Environmental concern has infiltrated everyday life. People are increasingly involved in actions to conserve water, recycle and use fewer plastic bags, for example.

The wine industries of Australia, California, New Zealand and South Africa have collaborated to develop a method by which a winery may calculate its carbon footprint. The details may be obtained on the websites www.wfa.org.au or www.ipw.co.za.

The concept of food miles contributes to the carbon footprint of any product, as it implies the distance from the production locality to the eventual market. The further the required distance to transport the product, the bigger the carbon footprint. Depending on the particular production process, the importance of food miles may be overemphasised. Studies undertaken in the UK have indicated that the impact of food supply from industrialised countries on global warming cannot simply be compared to the food miles of countries that are far removed from the market. The carbon footprint of New Zealand dairy products, lamb and apples for example is four times smaller than similar products produced in the UK, even taking into account the transport, by ship, of those products to the UK. The same applies to the carbon footprint of flowers cultivated in Kenya and transported to the UK by air, which is only one fifth that of flowers cultivated in Holland in hothouses that require heating and lighting and are transported to the UK over a much shorter distance. Besides the fact that it may be unfair to boycott agricultural products from Africa based on scientific facts, the implications of such boycotts could have far-reaching effects for the workers who are directly or indirectly involved in the production of export products (Müller, 2007).

The same argument may apply to the South African wine industry. If South African wines are discriminated against based on food miles, the consequences for thousands of workers in the wine industry may be negative.

Obviously the question arises as to where one would find possible solutions. Besides feasible political solutions, the following aspects deserve attention:

  • Labelling of products in such a way that the benefits of a reduced carbon footprint are emphasised in conjunction with the community benefits of the product in question.
  • A move away from transport that uses more fuel and consequently impacts on the carbon footprint.

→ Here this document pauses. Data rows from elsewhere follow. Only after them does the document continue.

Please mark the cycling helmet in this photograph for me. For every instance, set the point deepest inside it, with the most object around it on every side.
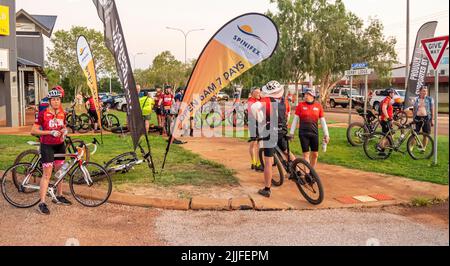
(54, 94)
(60, 89)
(273, 89)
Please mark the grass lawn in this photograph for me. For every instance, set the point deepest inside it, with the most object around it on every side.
(182, 168)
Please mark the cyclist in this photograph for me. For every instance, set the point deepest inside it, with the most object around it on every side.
(166, 101)
(271, 114)
(387, 111)
(147, 103)
(92, 111)
(44, 103)
(255, 97)
(309, 113)
(424, 113)
(51, 126)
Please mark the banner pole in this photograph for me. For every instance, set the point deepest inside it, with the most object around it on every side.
(436, 113)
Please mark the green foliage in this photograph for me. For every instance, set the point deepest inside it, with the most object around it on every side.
(62, 61)
(165, 70)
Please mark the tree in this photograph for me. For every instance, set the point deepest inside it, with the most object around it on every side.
(165, 70)
(323, 39)
(62, 58)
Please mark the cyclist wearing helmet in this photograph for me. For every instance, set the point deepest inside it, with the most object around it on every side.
(271, 114)
(387, 111)
(51, 126)
(255, 97)
(166, 101)
(309, 113)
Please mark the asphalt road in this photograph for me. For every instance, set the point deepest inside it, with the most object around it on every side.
(114, 225)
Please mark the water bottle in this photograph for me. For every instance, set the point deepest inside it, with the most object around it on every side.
(62, 171)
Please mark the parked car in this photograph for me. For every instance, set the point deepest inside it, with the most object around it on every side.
(340, 96)
(222, 96)
(379, 95)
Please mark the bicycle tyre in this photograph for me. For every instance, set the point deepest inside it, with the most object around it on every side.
(411, 145)
(312, 178)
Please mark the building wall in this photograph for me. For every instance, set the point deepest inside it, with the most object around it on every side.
(30, 48)
(9, 96)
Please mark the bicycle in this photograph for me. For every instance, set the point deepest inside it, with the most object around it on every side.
(89, 193)
(358, 132)
(109, 121)
(420, 146)
(299, 171)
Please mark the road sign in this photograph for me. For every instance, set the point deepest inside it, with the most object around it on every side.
(359, 72)
(360, 65)
(435, 48)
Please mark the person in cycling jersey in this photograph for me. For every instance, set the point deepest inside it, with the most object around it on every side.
(309, 113)
(271, 114)
(44, 103)
(387, 111)
(167, 102)
(51, 127)
(254, 141)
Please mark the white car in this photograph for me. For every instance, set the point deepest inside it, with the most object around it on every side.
(379, 96)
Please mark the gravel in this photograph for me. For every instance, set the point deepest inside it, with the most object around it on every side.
(298, 228)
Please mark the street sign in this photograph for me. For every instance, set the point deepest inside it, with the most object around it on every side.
(360, 65)
(359, 72)
(435, 48)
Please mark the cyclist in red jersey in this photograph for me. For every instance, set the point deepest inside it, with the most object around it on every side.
(255, 97)
(309, 113)
(51, 126)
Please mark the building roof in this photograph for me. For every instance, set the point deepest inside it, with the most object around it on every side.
(45, 23)
(27, 63)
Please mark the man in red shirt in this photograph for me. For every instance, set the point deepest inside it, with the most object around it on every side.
(51, 126)
(309, 113)
(387, 112)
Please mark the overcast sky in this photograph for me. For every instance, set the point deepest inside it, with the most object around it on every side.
(145, 21)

Shipping transport should be adjusted to reduce the disadvantages thereof, compared to air transport. (Müller, 2007).
  • The international wine sector should reduce the packaging waste that arises annually from wine. The use of environmentally friendly material and possible recycling of packaging material should enjoy preference (Merletti, 2008).
References

Merletti, Rob. 2008. The Green Revolution Is Here. Vineyard & Winery Management, May/June 2008: 8.
Müller, Benito. 2007. Oxford Energy and Environment Comment. Oxford Institute for Energy Studies, October 2007: 6 pages.